A Catastrophe Aborts the Mission

56 hours into the 4 day journey while racing at 13,700 kilometers per hour, almost ten times faster than a bullet, Swigert needed to do an engine burn in order to redirect their course.  Suddenly an explosion rocked the space craft.  An Oxygen tank blew up and the astronauts are poised on the brink of catastrophe. In that moment the infamous words “Houston, we have a problem” were seared into the consciousness of a nation.  Initially the astronauts’ dreams of landing on the moon are crushed because the mission must be aborted.  However the gravity of the situation becomes apparent when they realize that they are stranded in a crippled spacecraft 205,000 miles from the earth.  Mission Control, NASA, and the astronauts must race against time –and tremendous odds – to fight for their lives.

A successful failure does not always feel like a successful failure.  Often it just feels like failure.  And, sometimes you can taste death with that failure.  But, courage and vision are what distinguish a success failure.  Courage to face and solve problem after problem….and vision to see solutions and ultimately victory.

The first problem the flight crew faced was that they had only limited oxygen and could potentially die.  This forced the crew to shut down the Command Module to conserve its batteries and oxygen needed for the last hours of flight, and use the Lunar Module’s resources as a “lifeboat” during the return trip to Earth.  Interestingly enough the consumables on the “lifeboat” were only intended to sustain two people for a day and half not three people for four days.  Thankfully, there was more than enough oxygen because the LM was designed to re-pressurize after each extra-vehicular activity on the lunar surface.  All the while the crew faced great hardships with limited power, loss of cabin heat, and shortage of potable water.

Reentry Problems

Then to make matters worse the crew faced the dangerous hazard of rising CO2 levels and realized they must find a way to jury-rig the carbon dioxide removal system or die.  With the brilliant problem solving skills of the NASA team they are eventually able to improvise and adapt a filter and air scrubber to remove the carbon dioxide from the air.

Finally there was the reentry problem.  In order to safely return to earth they must completely power-up from scratch the totally shut-down Command Module, something never intended to be done in-flight.  The Command Module was the only space craft with a heat shield vital for re-entry into the earth’s atmosphere.  No one knew how to revive the Command Module and if it was even possible.  Ultimately, flight controller John Aaron, with the support of grounded astronaut Mattingly, and many engineers and designers, invented a new protocol to do this with the ship’s limited power supply and time factor.

The Linchpin

What is ironic about this story is that Mattingly was a linchpin.  His training and skill with the flight crew gave him knowledge that no one else had.  The Apollow 13 crew survived in part because Mattingly was grounded.  In some ways more than the mission itself I believes he personifies the definition of a successful failure…
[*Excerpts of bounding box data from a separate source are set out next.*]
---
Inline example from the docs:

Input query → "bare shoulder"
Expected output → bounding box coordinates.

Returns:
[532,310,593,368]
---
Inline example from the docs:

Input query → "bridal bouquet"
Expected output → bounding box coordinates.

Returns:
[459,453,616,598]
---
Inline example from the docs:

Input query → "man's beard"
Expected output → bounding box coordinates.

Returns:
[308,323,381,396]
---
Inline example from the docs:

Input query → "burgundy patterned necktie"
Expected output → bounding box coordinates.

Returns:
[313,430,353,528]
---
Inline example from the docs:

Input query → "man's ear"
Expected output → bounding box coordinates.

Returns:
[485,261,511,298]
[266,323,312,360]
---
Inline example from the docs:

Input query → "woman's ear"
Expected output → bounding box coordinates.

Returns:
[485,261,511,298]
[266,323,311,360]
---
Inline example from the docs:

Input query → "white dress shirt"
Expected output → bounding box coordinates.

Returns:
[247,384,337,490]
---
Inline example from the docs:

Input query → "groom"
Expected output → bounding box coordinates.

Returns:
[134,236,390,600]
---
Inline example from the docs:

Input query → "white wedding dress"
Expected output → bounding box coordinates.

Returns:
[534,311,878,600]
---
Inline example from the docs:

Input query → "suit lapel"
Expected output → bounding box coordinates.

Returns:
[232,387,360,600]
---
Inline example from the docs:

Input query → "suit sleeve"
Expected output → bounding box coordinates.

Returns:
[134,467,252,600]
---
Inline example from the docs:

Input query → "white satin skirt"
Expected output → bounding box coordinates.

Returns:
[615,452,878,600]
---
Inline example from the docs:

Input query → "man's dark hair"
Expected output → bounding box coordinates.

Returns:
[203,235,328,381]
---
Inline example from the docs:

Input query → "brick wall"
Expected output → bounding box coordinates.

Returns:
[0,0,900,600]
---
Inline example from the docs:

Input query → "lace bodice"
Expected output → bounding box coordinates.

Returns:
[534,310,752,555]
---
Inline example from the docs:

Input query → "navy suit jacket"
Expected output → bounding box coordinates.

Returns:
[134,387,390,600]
The flight concluded when the crew jettisoned the Lunar Module Aquarius, leaving the Command Module Odyssey to begin its lone re-entry through the atmosphere. The re-entry on a lunar mission is typically accompanied by four minutes of communications blackout caused by ionization of the air around the Command Module. The possibility of heat shield damage from the O2 tank rupture heightened the tension of the blackout period, which took 33 seconds longer than normal.

The crew returned safely to Earth on April 17, and the mission was termed a “successful failure.”

Mattingly never contracted the measles but did received the NASA Distinguished Service Medal in 1972 and many other awards.  Ultimately, Mattingly became a veteran of three space flights.  He  was the command module pilot on Apollo 16 (April 16-27, 1972), was the spacecraft commander on STS-4 (June 26 to July 4, 1982) and STS 51-C (January 24-27, 1985).  As the Command Module Pilot for Apollo 16, Mattingly was part of the fifth mission to land on the moon and one of only 24 people to have flown to the moon.  He eventually logged 504 hours in space, including 1 hour and 13 minutes of EVA (extravehicular activity) during his Apollo 16 flight.

A Successful Failure

You may have been overlooked for a job or for a promotion.  You may have failed a test and now find yourself “grounded” as an observer on the sidelines rather than a player in the game.  But, what if….?  What if you are right where you need to be?  What if you are a successful failure waiting to happen?  What if you have a different and more valuable role to play later in the game?  What if you could be instrumental in saving lives?

Most of us see “failure” around us all the time….and feel like failures more than we would like to admit….but becoming a leader of leaders requires you to see a new future and create a new reality: a successful failure.  Somebody’s life and future depends on you.  You could be someone’s linchpin.  When you can be a successful failure you allow for others to be successful failures.